/search-based-email

Documenting one user's conversion to Notmuch/mu from Thunderbird

Primary LanguageShell

Converting to Search-Based Email: Notmuch or mu

1. Questions

Here’s the most-important questions, given the purpose and the problem:

  1. Tools. Am I accurately assessing all available tools?

  2. User scenarios. What are the best tools, or trade-offs of each tool, for each user scenario?

  3. Workflows. Do you know a better workflow than what’s presented for any tool or usage scenario?

2. Purpose

2.1. Summary

I want to transition my email environment from a classic setup to a tag-and-index-based system (most likely Notmuch- or mu-based), and I’m seeking help.

  1. Near-term. I’m seeking significant feedback on this document from the Notmuch, mu, and related user communities. Most importantly, I seek answers to these questions.

  2. Longer-term. This document might be reusable by others, including future new users, if someone matures it moving forward. (In such case, the tone would change from being centered on my problems to a more-general-purpose document.) I couldn’t find similar content on the web. Please advise if I missed something.

With the right system, I’m hopeful I can make email management a much-less-time-consuming burden on my work…​ and my life.

2.2. Details

DISCLAIMER: this document may be in flux as I learn and attempt to master this domain.

Why write this doc instead of just trudging through the tool testing myself? Read on.

3. The Problem

I find email classification, recall, and translation to work/task tracking to be much more laborious than it should be. I expect the computer to be faster than me, and tailor to my preferred workflow. Instead, I’m constantly waiting for the computer, or forced to type or mouse-click inefficiently (I’m a vim-loving keyboard jockey), and/or experiencing a poor workflow.

More specifically:

  • My existing environment

    • At least 4300 IMAP-based email folders with 1MM (million) email messages served via multiple IMAP servers.
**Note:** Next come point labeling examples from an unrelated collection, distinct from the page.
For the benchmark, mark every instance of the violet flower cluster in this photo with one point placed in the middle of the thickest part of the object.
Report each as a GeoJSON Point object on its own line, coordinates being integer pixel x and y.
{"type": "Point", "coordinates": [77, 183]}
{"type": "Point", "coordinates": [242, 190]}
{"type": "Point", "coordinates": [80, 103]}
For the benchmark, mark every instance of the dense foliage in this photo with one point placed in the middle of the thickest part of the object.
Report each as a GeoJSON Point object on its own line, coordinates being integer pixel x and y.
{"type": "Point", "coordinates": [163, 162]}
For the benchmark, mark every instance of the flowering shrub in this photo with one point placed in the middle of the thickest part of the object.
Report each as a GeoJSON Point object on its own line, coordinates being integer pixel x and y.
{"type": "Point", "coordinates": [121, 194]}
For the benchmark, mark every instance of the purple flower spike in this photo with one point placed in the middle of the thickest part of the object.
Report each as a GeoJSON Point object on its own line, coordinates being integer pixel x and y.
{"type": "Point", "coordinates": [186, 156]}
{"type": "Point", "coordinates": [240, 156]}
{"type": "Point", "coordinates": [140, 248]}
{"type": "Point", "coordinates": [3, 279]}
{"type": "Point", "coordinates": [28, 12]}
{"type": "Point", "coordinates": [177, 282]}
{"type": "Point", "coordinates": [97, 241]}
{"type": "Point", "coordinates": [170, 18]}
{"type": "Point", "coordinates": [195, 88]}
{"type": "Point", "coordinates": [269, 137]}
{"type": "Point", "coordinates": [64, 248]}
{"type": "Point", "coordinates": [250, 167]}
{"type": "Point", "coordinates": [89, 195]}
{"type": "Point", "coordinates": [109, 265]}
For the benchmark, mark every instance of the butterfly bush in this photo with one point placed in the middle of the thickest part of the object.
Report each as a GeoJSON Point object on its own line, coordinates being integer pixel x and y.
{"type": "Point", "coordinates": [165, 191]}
    • Primary MUA = Mozilla Thunderbird 17.0.11

    • Mac OS 10.9.5 (Mavericks)

See Appendix 2: More Problem Details and user scenarios for more context and requirements.

(An aside: why title this document "search-based email"? Suggestion from the community. It seems better than "tag-based email," my original title. I’ve also considered "index-based email," but "search" seems a bit more descriptive than "index," and less esoteric. I’m open to any title that best groks with the community.)

4. Possible Solutions

After reviewing currently-available tools, I’m seeking:

  1. fast search on my entire email-message/IMAP collection (my "email database"),

  2. to leverage search/index/tag-based email categorization, and

  3. provide easy extensibility with Linux and MacOSX command-line "primitives" or other, custom scripts/commands.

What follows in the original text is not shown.